L’Iran face au « piège stratégique » américain et à la résistance iranienne

Reza Ansari, membre du conseil scientifique du groupe d’études sur la révolution islamique du centre de recherche de la culture et de la pensée islamique, décrit la situation actuelle de la guerre entre l’Iran et les États-Unis/Israël comme un « dilemme stratégique sans plan de sortie » pour l’ennemi. Les États-Unis auraient prévu une guerre de courte durée, mais après trois semaines, le conflit s’est transformé en une guerre d’usure, échappant au contrôle politique américain. L’objectif initial de changement de régime en Iran a été abandonné, car le système politique a démontré sa résilience même sans son dirigeant.

L’analyse souligne que les estimations israéliennes concernant la capacité de missiles de l’Iran (2000 missiles offensifs) se sont avérées erronées, l’Iran ayant conservé une part significative de sa capacité d’attaque. La volonté du leadership iranien de poursuivre la guerre est claire, rendant le conflit coûteux pour les États-Unis. Contrairement à une hypothèse erronée de « politique de compromis » de la part de l’Iran, ce dernier a répondu à chaque agression, tout en gérant les tensions avec ses voisins arabes, une démarche interprétée à tort comme une victoire par le président américain.
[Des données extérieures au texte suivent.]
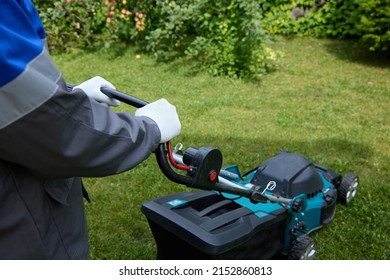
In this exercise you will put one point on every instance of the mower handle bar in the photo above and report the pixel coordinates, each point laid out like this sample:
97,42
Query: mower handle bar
160,152
222,185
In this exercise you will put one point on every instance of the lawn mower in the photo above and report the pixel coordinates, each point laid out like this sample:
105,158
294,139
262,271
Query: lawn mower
265,213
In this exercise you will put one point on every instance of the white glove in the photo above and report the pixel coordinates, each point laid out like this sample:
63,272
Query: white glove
92,87
165,116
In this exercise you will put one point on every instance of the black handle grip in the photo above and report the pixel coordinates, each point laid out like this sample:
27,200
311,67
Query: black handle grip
161,154
130,100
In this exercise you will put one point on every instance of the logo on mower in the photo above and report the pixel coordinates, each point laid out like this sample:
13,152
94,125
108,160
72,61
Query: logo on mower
271,185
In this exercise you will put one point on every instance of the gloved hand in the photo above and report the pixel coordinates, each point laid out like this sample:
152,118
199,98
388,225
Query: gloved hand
165,116
92,87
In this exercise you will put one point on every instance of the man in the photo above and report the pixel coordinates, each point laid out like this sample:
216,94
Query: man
50,137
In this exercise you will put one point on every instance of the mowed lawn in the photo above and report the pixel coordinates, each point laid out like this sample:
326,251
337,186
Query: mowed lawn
328,100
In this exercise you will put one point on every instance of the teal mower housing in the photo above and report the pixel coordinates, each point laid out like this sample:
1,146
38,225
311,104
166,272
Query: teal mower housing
265,213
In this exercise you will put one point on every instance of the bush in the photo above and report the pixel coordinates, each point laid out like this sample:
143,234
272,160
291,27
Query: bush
373,22
226,37
367,20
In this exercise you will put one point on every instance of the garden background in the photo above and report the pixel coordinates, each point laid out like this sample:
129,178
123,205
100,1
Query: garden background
248,77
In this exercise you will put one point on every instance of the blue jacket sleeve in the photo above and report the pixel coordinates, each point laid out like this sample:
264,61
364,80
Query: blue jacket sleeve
54,133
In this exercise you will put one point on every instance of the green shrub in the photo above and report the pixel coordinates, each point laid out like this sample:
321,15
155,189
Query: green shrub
226,37
373,22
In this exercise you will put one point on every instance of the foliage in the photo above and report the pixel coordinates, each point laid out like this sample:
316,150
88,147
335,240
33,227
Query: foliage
374,23
330,103
225,36
368,20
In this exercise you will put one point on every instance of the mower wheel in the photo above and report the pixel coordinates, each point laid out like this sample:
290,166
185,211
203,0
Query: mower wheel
303,248
348,188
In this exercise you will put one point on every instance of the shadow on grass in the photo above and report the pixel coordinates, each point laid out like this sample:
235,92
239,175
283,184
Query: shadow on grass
353,51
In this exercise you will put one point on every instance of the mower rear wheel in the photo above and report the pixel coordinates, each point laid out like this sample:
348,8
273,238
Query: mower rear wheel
303,248
348,188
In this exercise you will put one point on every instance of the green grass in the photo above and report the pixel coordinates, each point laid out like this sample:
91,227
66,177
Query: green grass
328,100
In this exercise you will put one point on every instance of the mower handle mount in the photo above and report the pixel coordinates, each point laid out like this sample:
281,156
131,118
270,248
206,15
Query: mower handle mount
205,158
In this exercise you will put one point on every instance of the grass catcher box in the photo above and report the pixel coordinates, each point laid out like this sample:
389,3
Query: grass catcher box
205,225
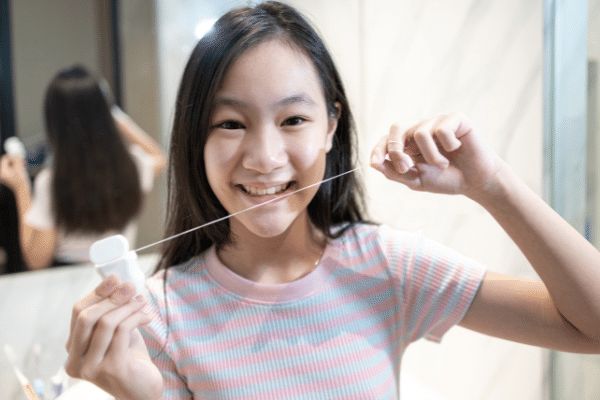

La guerre est qualifiée d’asymétrique, où la puissance de feu n’est pas le facteur décisif, mais plutôt la capacité à imposer des coûts à l’adversaire. L’Iran cherche à rendre la poursuite de la guerre trop coûteuse pour l’ennemi, notamment par l’extension horizontale du conflit à l’échelle régionale. Malgré une augmentation attendue du volume de feu ennemi, cela ne produira pas de victoire et n’empêchera pas l’expansion régionale de la guerre. L’Iran, quant à lui, vise une non-défaite comme stratégie de victoire, cherchant à établir une dissuasion durable et acceptant même la possibilité d’attaques contre ses infrastructures pour éviter une vulnérabilité future.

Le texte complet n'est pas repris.